Ketiga, bahwa produktivitas nasional belum berjalan dengan optimal. Dampak tingkat pengeluaran modal investasi (ICOR) tidak berbanding lurus dengan pertumbuhan perekonomian itu sendiri.  Menurut Harian Kompas ICOR Indonesia meningkat dari 4.5% pada tahun 2013 ke tingkatan 6.8% pada tahun 2015.   Namun demikian laju pertumbuhan ekonomi Indonesia turun dari tingkat 5.6% tahun 2013 menuju 5.02% tahun 2015.   Banyak ahli mengatakan bahwa dana desa yang ditingkatkan oleh Pemerintah dikhususkan untuk pengembangan infrastruktur, dan belum cukup disalurkan pada upaya meningkatkan investasi di bidang pemberdayaan masyarakat.

Terakhir, dengan perkembangan kondisi permintaan pasar global, biaya transport di dalam negeri akan cenderung meningkat. Faktor pencetusnya adalah penyesuaian harga premium dan bahan bakar serta peningkatan tariff pendaftaran kendaraan bermotor di kota besar.

Namun selama pebisnis sektor retail mampu bekerja dengan efisien dan menajamkan tergetting pasarnya maka tantangan ini insya Allah bisa dihadapi dengan baik.

  1. Bagaimana Prospek Sektor Penjualan Langsung Retail ke Depan?

Prospek kegiatan di sektor Penjualan Langsung Retail menurut saya masih menjanjikan.   Masih terdapat ruang gerak yang cukup luas untuk meningkatkan volume penjualan. Tentunya ini semua tergantung dari jenis produk retail yang digeluti dan target konsumen/wilayah pasar yang menjadi sorotan utama.
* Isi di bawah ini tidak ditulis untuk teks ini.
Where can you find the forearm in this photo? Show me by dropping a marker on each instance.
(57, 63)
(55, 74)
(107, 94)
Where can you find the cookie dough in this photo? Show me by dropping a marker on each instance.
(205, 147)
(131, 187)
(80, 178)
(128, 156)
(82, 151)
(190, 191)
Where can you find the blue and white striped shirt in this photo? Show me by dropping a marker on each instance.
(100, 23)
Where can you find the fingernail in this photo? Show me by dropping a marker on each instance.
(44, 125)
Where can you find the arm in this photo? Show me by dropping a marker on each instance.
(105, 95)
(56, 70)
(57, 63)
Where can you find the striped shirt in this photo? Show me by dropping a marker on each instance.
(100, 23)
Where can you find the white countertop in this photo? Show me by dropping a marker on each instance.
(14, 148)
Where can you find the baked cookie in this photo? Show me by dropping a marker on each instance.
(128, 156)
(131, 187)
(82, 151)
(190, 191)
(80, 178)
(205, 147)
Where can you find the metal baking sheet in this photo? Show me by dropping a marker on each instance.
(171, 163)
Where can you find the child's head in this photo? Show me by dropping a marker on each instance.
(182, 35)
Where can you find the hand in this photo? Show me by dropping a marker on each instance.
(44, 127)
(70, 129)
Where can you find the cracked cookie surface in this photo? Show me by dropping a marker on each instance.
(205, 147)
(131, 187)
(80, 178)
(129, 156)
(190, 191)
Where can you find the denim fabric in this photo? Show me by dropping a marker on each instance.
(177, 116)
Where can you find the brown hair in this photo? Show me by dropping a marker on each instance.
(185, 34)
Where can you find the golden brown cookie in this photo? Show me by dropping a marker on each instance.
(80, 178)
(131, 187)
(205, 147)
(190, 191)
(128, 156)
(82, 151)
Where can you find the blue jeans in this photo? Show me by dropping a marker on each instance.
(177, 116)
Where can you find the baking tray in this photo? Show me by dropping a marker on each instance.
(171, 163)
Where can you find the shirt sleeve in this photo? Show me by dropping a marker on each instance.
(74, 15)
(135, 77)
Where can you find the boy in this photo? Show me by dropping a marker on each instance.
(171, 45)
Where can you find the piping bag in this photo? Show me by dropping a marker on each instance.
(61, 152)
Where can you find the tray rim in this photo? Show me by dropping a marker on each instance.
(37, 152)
teaser_2016-retail-and-consumer-products-trends580x280

(picture from Google)

Alasan argumentasi ini saya buat dengan melihat perkembangan yang ditunjukkan oleh hal-hal berikut ini.
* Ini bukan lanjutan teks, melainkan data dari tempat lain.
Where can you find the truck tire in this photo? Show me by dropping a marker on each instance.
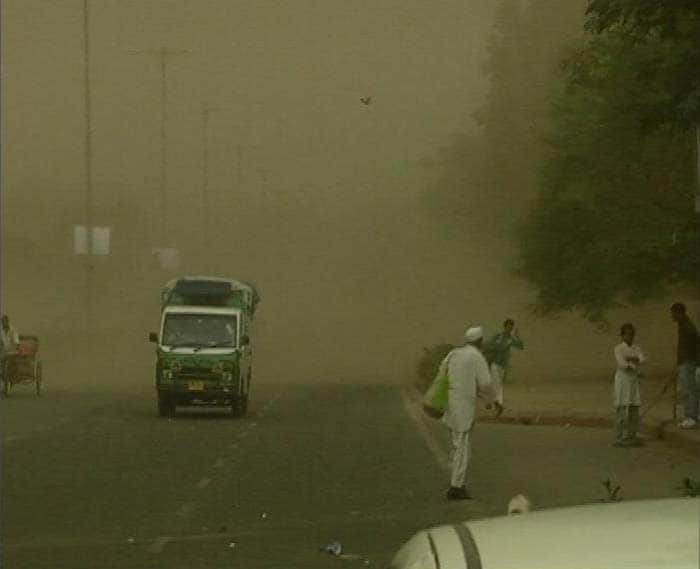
(239, 405)
(166, 407)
A.     Trend pola permintaan masyarakat di sektor riil bisa dilihat dari perkembangan Pengeluaran Konsumen. Rata-rata Consumer Spending masyarakat Indonesia berkisar angka 598 Triliun Rupiah selama tahun 2000-2015.   Kemudian permintaan ini melonjak dahsyad dengan angka 1308 Triliun Rupiah pada Kwartal III tahun 2016. Bandingkan posisi terendahnya pada Kwartal I tahun 2000 yang menunjukkan angka 210 Triliun Rupiah.

B.     Kredit konsumen apakah melalui mekanisme perbankan dan pengeluaran kartu kredit mengambil peran dominan atas lonjakan permintaan tersebut. Per bulan Nopember 2016, terdapat 17.351 juta kartu kredit yang diterbitkan. Jumlah transaksinya mencapai 26.342 juta , atau senilai angka 23.745 Triliun Rupiah. Ke depan dengan upaya pemerintah menurunkan tingkat bunga kredit diharapkan bisa membuat kondisi permintaan ini paling tidak untuk bertahan. Untuk diketahui, pada bulan Januari 2017 ini Bank Indonesia telah menurunkan tingkat Bunga kartu kredit 2.25% per bulan atau 27% per tahunnya.

C.     Penjualan sektor retail di Indonesia telah tumbuh 7.6% dengan basis year on year. Ini adalah posisi pada bulan Oktober 2016. Bandingkan dengan level terendah -26.3% dan max 40.3% selama periode sepuluh tahun terakhir. Sebagai informasi saja jumlah transaksi ATM telah mencapai 44 milyar transaksi dengan nilai Rp 483 Triliun Rupiah.

D.     Tingkat kepercayaan konsumen atas kondisi pasar, yang biasa disebut dengan Consumer Confidence Index –menunjukkan trend yang meningkat. Menurut Hasil Survey Konsumen dari Nilsen angkanya meningkat tajam dari 116 tahun 2015 ke 122 tahun 2016.   Rentang minimum level adalah 9.6 dan maksimum 121 selama periode 2006-2015.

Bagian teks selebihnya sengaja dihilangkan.